Visited the film festival at last, and it’ll be over in two days, and lots of gatherers and atmosphere, the artsy crowd I still hanker for, and women… but I was with my erstwhile, as always, mea culpa but that was fine, we were there because her daughter had tickets, or a booking, and we almost couldn’t get in because we weren’t Catherine, but we managed, though due to unexpected lifts across town and labyrinthine carparks we missed the first ten minutes or so.
Enduring Love’s a Brit film based on the Ian McEwan novel, which it follows quite closely (McEwan was executive producer). Looking for a review of the book (I mean my review), I find I didn’t write one, though I recorded that I read the book in January 1999, quite a while ago now. I do remember a few qualms about the book, reinforced by the film, or at least brought back to my consciousness by it.
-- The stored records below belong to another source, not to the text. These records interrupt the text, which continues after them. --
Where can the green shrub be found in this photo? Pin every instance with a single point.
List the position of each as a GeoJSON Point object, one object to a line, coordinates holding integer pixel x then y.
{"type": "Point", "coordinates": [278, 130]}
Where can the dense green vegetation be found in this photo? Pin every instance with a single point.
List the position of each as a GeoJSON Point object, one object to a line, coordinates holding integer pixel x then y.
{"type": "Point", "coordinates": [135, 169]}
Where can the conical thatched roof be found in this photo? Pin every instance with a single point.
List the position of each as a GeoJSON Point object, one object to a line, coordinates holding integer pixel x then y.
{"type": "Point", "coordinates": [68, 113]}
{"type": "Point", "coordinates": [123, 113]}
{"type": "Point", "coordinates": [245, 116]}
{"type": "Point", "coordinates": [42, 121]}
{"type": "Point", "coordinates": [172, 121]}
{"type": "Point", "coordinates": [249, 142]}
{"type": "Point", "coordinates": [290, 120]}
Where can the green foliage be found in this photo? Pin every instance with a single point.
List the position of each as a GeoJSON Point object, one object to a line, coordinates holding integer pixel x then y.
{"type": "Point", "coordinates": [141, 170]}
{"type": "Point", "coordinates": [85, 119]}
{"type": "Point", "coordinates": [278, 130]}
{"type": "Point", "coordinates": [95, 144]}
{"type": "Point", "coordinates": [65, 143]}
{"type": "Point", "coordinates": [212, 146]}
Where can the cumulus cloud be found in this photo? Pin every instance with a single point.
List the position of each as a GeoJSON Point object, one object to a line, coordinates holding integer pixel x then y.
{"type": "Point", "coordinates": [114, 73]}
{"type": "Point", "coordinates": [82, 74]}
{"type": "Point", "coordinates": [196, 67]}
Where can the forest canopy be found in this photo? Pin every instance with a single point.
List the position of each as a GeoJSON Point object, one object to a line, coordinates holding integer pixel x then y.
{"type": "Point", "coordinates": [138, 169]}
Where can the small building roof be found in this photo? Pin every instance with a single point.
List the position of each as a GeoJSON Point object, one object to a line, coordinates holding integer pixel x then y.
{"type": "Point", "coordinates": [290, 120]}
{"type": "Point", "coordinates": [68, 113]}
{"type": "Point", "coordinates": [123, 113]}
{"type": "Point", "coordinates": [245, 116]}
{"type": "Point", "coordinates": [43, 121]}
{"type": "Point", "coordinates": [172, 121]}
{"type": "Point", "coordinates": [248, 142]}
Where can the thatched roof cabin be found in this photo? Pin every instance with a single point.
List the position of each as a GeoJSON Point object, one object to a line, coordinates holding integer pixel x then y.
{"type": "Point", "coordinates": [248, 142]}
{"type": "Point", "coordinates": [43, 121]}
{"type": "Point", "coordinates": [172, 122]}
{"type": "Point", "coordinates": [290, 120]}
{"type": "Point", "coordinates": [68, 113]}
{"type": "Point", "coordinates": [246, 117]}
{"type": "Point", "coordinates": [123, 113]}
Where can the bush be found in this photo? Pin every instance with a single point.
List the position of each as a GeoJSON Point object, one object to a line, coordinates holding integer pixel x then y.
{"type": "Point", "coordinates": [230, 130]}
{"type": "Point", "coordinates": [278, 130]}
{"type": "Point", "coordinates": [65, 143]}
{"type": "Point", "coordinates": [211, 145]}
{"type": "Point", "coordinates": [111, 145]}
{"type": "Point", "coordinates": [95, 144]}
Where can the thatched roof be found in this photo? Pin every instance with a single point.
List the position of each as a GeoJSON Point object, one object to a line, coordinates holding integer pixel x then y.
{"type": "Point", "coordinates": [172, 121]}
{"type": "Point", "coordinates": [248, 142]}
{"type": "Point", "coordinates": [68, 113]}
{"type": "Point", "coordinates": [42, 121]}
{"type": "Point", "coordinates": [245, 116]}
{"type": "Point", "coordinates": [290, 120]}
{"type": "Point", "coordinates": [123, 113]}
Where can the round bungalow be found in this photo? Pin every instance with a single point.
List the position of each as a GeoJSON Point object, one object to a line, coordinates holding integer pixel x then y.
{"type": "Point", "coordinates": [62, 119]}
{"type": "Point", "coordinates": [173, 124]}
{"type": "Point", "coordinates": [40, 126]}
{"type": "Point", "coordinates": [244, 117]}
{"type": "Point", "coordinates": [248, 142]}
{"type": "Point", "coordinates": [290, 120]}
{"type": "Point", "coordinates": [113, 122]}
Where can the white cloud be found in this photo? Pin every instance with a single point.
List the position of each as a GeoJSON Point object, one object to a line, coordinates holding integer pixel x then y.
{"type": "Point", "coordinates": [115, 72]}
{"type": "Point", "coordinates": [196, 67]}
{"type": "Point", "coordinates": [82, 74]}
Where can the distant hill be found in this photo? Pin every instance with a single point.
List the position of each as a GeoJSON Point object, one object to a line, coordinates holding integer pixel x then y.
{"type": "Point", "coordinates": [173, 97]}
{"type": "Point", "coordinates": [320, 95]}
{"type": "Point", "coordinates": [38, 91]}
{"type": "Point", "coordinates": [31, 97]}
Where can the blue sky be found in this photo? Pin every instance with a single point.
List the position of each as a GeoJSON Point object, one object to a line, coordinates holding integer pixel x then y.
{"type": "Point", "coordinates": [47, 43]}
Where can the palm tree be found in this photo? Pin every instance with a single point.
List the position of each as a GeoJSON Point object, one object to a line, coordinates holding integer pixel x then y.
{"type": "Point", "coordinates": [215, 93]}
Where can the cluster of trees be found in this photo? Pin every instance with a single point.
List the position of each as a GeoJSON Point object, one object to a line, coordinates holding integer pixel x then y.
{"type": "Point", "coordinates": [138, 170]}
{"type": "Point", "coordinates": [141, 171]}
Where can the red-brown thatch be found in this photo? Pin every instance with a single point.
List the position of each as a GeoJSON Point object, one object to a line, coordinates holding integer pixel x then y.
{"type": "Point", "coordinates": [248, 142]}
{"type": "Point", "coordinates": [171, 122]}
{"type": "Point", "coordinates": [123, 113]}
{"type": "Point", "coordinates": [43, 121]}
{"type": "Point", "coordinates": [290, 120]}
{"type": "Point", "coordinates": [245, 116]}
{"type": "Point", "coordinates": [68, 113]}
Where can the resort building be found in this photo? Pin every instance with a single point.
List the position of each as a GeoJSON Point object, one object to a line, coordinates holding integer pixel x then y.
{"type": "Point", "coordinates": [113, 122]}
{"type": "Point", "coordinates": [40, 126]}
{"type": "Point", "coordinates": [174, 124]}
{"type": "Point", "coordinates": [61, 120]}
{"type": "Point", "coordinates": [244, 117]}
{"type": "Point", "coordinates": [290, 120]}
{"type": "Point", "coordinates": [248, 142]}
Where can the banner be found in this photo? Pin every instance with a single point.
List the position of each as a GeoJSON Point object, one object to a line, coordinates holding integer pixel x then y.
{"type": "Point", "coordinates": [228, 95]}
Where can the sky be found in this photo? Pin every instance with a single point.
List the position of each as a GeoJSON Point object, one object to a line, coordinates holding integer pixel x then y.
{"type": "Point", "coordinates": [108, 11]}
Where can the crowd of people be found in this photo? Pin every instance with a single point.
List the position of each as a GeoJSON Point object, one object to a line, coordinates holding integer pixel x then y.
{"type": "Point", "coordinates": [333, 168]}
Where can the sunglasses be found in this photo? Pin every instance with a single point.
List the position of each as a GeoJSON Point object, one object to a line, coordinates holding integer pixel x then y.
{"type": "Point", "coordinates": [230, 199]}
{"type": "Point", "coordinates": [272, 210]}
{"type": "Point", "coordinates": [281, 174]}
The first part of the book was particularly memorable, the description of the ballooning accident, the moral dilemmas involved, the guilt, as well as the description of the body – McEwan, for all that he has ‘reformed’ clearly relishes the macabre aspects of such a death. The resultant bizarre connection between the narrator and a disturbed young man who falls in love with him was also a theme I was able to take in my stride, more or less. What I couldn’t quite accept or fathom was the narrator’s way of dealing with the stalker, and the lack of effective communication about the matter between himself and his nearest and dearest. In the film, the central character has an intensity and obsessiveness, after the initial, calmer, scenes, which makes him hard to warm to, but of course this is the point, and it’s a point that the medium of film can make more effectively than the novel. The incident with the balloon has triggered some self-questioning, has raised some serious doubts in him which have the effect of cutting him off from others, rendering him more vulnerable than ever just when the stalker makes his appearance, at first sharpening his sense of guilt and failure.
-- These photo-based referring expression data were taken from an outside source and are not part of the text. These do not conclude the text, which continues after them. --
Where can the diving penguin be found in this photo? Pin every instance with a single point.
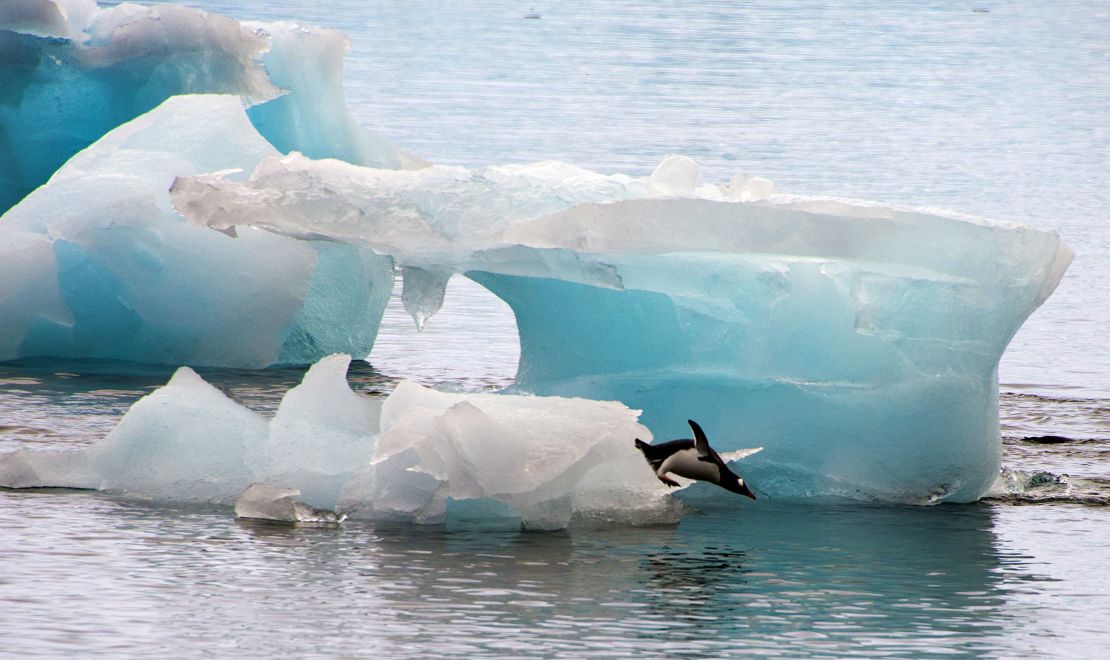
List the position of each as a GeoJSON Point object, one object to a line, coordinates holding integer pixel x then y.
{"type": "Point", "coordinates": [695, 459]}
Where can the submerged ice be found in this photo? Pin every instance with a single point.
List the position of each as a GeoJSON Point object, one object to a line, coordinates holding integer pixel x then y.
{"type": "Point", "coordinates": [420, 455]}
{"type": "Point", "coordinates": [858, 343]}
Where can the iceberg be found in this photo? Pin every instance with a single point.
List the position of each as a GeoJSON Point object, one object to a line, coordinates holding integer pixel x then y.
{"type": "Point", "coordinates": [857, 342]}
{"type": "Point", "coordinates": [328, 453]}
{"type": "Point", "coordinates": [96, 263]}
{"type": "Point", "coordinates": [263, 501]}
{"type": "Point", "coordinates": [72, 71]}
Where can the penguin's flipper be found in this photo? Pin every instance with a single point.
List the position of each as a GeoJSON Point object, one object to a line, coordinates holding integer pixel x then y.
{"type": "Point", "coordinates": [700, 443]}
{"type": "Point", "coordinates": [730, 456]}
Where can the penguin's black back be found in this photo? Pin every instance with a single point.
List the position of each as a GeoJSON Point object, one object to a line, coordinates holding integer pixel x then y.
{"type": "Point", "coordinates": [656, 454]}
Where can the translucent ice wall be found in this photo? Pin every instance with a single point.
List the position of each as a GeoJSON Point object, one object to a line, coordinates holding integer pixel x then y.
{"type": "Point", "coordinates": [858, 343]}
{"type": "Point", "coordinates": [96, 263]}
{"type": "Point", "coordinates": [71, 71]}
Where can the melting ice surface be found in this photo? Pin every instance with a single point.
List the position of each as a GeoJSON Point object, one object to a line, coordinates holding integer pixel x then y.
{"type": "Point", "coordinates": [420, 455]}
{"type": "Point", "coordinates": [858, 343]}
{"type": "Point", "coordinates": [73, 71]}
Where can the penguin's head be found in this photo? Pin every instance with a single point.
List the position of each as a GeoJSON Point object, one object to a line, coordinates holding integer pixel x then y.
{"type": "Point", "coordinates": [736, 485]}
Obviously this is essentially the narrator’s story, the narrator’s journey. The actor, whose name I can’t recall, has been chosen, clearly, because of his physical resemblance to McEwan himself (though I suspect a more flatteringly muscular version), which is an effective touch. Yet I can’t help but feel that the lover/assailant, who’s so clearly not right in the head, is treated appallingly. Wouldn’t common sense guide you towards jollying him along (within limits) while immediately seeking professional assistance? I seem to remember that in the book the police were called in but that they were singularly ineffectual. In the film there’s a scene in which, after waking his girlfriend up in the middle of the night with the results of his internet research into the stalker’s peculiar mental condition, he notices that the stalker is waiting across the road from his house, in a child’s playground, in the dark, in the rain. I found this scene a little contrived, rather in a Hardyesque sense. The girlfriend, worn out by his intensity of late, is unwilling to take in his information, or to confirm the sighting of the stalker. Mighty bad luck, but surely the stalker would be there on other nights, surely there would’ve been a wealth of opportunities to point him out to her? Apparently not, and this failure of communication has enormous consequences. My erstwhile is unconvinced by my concerns, and thinks that without these accidents, these missed communications, there’d be no drama would there, no film? She’s more willing to recognise that the failure here is a failure in the central character, his preoccupation with his ‘manliness’, his worries about being overly theoretical. These have cut him off from simple communication, rendered him half-mad himself, caught in the space between action and contemplation, a la Hamlet. I’m not quite convinced though, I feel that the bloody dénouement to this particular tragedy could’ve been more easily averted. Mundane, true, but I suspect more authentic.
Having said all that, the intensely claustrophobic nature of the story is brilliantly rendered cinematically, with close-ups, up-from-under-shots, jumpy and sometimes swimming hand-held stuff – I don’t know the technical terms. The scene in which he rushes home to find his wife entertaining the nutter is a classic example of technical variety to create overlays of panic and urgency. The performances too are solid and nuanced in typically Brit fashion. Might reread the novel now, to focus further on detail. Seem to recall that in the novel he was a science writer, with the ballooning experience leading him to hanker after real scientific activity as opposed to mere reportage. In the film he’s a lecturer, apparently on love. It was left vague, but used as a counterpoint of course. Not entirely effectively, because love isn’t really the object under investigation here. Love and madness, yes perhaps but only superficially. The nature of the nutter’s madness/love is never really questioned or considered. In the end, you could argue, blood and guts, homosexual unpleasantness and cheap drama win out. That’d be a harsh conclusion, but what we have here isn’t quite satisfactory, to my mind.